Vaults are self-assembled ribonucleoprotein nanocapsules that consist of multiple copies of three proteins (major vault protein, VPARP, and TEP1) and an untranslated RNA. Although their function has not been determined, vaults are found in nearly all eukaryotic cells. This study describes the use of fluorescence spectroscopy, multiangle laser light scattering (MALLS), and the quartz crystal microbalance (QCM) as tools in investigating recombinant vault conformational change in response to a varied solution pH. Identification of conditions for reversible vault disassembly and reassembly could enable application of these nanocapsules in drug delivery and in nanomaterials synthesis.

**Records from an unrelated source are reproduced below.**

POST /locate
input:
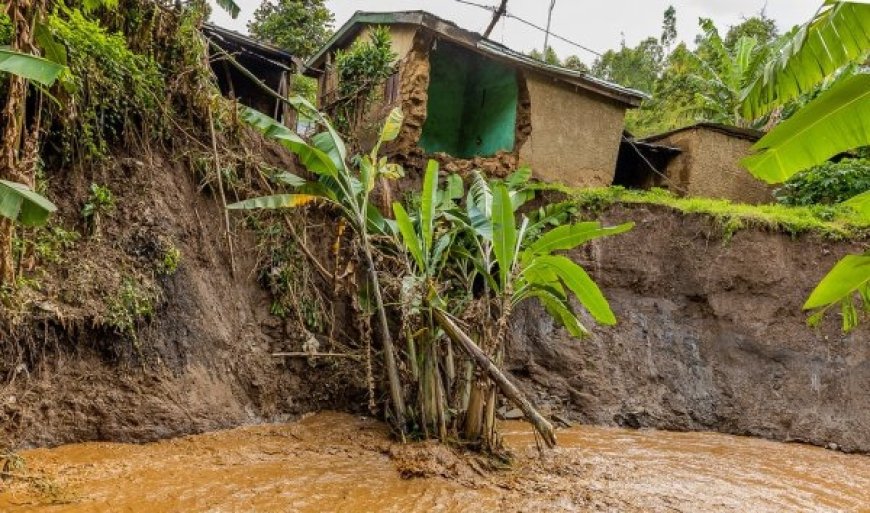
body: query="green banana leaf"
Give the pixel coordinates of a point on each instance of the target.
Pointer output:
(860, 203)
(230, 7)
(837, 121)
(409, 235)
(33, 68)
(570, 236)
(579, 282)
(275, 201)
(838, 35)
(850, 277)
(19, 202)
(504, 232)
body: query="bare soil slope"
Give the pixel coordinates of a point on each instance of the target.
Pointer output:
(710, 337)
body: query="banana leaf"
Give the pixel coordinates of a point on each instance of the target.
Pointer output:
(19, 202)
(837, 121)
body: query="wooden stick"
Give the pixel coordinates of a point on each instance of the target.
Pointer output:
(510, 390)
(301, 354)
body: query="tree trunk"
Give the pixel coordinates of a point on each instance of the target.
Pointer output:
(386, 340)
(542, 425)
(22, 16)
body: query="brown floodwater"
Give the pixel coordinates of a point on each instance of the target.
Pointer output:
(341, 463)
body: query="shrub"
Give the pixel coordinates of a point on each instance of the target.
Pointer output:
(110, 88)
(826, 184)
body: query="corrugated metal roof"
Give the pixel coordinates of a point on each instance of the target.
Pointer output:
(263, 50)
(748, 134)
(472, 40)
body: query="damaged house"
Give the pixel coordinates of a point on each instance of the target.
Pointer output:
(470, 102)
(240, 64)
(697, 160)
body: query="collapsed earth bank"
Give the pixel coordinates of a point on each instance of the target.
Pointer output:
(710, 334)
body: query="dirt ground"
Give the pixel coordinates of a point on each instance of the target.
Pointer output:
(343, 463)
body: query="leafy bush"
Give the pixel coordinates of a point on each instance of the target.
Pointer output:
(360, 69)
(826, 184)
(171, 258)
(130, 304)
(101, 200)
(110, 88)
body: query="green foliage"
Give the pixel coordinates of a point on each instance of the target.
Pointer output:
(6, 30)
(361, 69)
(838, 35)
(849, 279)
(39, 70)
(51, 241)
(131, 304)
(110, 88)
(637, 67)
(20, 203)
(300, 27)
(833, 123)
(669, 28)
(170, 260)
(761, 28)
(833, 222)
(100, 201)
(705, 84)
(826, 184)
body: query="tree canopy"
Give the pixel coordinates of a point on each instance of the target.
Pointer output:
(300, 27)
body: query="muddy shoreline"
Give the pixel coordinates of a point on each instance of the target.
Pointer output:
(346, 463)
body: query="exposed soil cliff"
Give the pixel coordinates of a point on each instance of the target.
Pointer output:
(710, 337)
(202, 361)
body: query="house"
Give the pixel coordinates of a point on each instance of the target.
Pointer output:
(473, 103)
(263, 64)
(708, 163)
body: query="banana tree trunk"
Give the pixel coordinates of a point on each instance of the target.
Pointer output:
(542, 425)
(386, 341)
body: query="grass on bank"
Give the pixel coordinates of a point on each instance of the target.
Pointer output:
(832, 222)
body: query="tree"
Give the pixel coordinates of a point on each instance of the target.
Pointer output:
(573, 62)
(347, 187)
(722, 73)
(549, 56)
(637, 67)
(760, 27)
(837, 37)
(669, 28)
(300, 27)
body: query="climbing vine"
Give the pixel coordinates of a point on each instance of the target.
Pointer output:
(361, 69)
(109, 90)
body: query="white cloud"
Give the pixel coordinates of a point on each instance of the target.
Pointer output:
(598, 25)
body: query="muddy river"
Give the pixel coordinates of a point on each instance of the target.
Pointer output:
(341, 463)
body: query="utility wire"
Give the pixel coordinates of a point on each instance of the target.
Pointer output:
(493, 9)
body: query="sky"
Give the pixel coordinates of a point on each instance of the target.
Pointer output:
(598, 25)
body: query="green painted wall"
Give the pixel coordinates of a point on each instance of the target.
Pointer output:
(472, 107)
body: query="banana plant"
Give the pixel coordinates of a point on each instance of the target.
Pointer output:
(517, 263)
(345, 184)
(21, 204)
(836, 121)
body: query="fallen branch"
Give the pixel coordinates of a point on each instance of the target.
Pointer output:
(301, 354)
(542, 425)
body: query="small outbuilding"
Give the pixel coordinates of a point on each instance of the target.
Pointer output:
(262, 62)
(707, 163)
(473, 103)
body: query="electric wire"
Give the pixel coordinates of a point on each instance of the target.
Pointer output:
(532, 25)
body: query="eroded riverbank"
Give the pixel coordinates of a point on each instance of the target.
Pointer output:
(341, 463)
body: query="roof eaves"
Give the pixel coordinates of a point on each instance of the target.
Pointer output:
(267, 51)
(733, 131)
(475, 41)
(627, 95)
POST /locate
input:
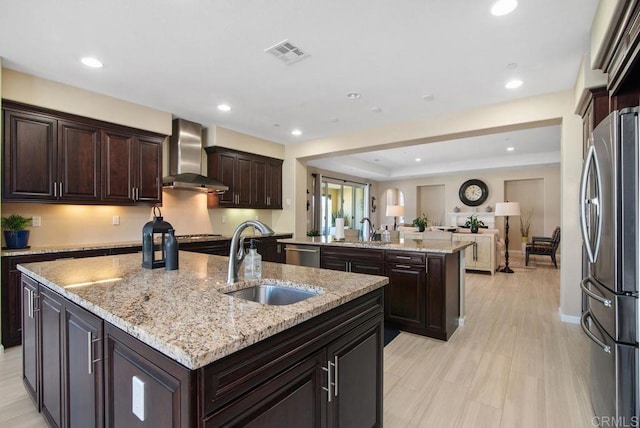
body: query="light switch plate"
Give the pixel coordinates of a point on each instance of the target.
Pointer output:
(137, 397)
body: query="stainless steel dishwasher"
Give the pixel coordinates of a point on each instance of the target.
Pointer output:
(303, 255)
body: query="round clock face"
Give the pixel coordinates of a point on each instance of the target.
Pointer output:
(473, 192)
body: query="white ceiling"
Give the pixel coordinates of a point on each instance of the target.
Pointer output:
(187, 56)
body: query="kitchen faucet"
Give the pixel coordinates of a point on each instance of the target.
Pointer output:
(372, 229)
(236, 252)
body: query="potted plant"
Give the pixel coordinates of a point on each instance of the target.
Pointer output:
(473, 223)
(15, 234)
(421, 222)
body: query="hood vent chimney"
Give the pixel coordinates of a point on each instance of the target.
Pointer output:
(185, 160)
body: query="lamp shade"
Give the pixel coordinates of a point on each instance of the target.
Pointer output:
(507, 209)
(395, 210)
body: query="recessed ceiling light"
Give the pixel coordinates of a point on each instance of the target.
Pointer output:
(91, 62)
(503, 7)
(513, 84)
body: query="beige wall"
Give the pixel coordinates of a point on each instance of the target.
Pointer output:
(57, 96)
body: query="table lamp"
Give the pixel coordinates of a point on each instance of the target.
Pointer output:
(506, 209)
(395, 211)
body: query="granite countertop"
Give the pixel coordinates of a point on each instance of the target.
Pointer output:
(106, 245)
(184, 313)
(421, 245)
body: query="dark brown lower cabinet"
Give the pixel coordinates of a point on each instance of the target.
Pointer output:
(83, 367)
(30, 340)
(51, 314)
(82, 372)
(423, 294)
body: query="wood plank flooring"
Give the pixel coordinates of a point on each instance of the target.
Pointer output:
(513, 364)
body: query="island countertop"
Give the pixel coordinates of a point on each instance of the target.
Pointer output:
(185, 314)
(421, 245)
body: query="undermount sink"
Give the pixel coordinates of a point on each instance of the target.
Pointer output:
(269, 294)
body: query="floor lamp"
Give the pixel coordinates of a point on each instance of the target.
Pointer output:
(506, 209)
(395, 211)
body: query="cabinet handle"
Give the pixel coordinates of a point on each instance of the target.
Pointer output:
(335, 375)
(329, 383)
(34, 306)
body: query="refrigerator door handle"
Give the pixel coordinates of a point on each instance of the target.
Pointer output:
(583, 323)
(594, 296)
(585, 203)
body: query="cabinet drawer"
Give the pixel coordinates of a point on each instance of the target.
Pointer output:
(354, 253)
(405, 257)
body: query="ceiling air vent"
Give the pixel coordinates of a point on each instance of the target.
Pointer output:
(287, 52)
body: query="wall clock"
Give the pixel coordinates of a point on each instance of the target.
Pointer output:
(473, 192)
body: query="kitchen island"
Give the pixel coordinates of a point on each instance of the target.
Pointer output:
(107, 343)
(425, 294)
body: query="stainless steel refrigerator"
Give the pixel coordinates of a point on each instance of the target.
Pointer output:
(609, 214)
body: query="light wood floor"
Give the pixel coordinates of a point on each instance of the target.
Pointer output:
(513, 364)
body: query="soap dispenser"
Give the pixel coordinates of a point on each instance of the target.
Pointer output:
(253, 262)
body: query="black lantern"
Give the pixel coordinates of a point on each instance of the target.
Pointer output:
(154, 237)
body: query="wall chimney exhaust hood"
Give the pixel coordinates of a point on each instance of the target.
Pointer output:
(185, 160)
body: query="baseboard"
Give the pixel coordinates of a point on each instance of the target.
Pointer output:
(568, 318)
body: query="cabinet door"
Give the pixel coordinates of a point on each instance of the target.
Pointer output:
(117, 167)
(83, 368)
(243, 182)
(294, 398)
(51, 307)
(78, 162)
(29, 153)
(148, 172)
(357, 374)
(30, 339)
(222, 167)
(11, 309)
(260, 187)
(405, 295)
(274, 189)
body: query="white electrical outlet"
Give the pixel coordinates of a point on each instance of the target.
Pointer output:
(137, 397)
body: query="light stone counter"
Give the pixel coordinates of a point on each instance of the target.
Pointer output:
(107, 245)
(421, 245)
(184, 313)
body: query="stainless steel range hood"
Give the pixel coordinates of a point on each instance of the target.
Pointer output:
(185, 160)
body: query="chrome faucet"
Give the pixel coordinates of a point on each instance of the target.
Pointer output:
(372, 229)
(236, 252)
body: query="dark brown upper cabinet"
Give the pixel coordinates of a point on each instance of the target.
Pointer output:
(51, 156)
(254, 181)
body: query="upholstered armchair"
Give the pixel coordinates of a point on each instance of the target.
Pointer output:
(544, 246)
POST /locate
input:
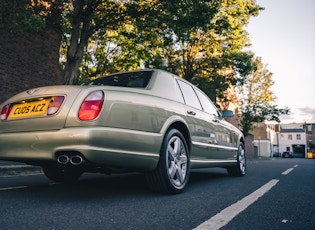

Initial monitoring of changes in the intrinsic fluorescence intensity of vaults showed a 60% increase at pH 3.4 compared to that at pH 6.5, suggesting vaults exhibit a more open conformation at low pH. Fluorescence quenching studies provided further evidence of a vault structural change at low pH. MALLS data suggested a decrease in molecular mass accompanied by a clear increase in the radius of gyration as the solution pH was shifted from 6.5 to 3.4. This result prompted the hypothesis that vaults dissociate at least partially at low pH. Using the QCM to study adsorption of the vault onto self-assembled monolayers, data that suggest vault dissociation at low pH, even when the vault is in an adsorbed state, were also obtained. Finally, transmission electron microscopy (TEM) of negatively stained vaults at pH 6.5 and 3.4 confirmed the fluorescence spectroscopy, MALLS, and QCM findings by providing visual evidence that vaults disassemble into halves as the solution pH is lowered from 6.5 to 3.4.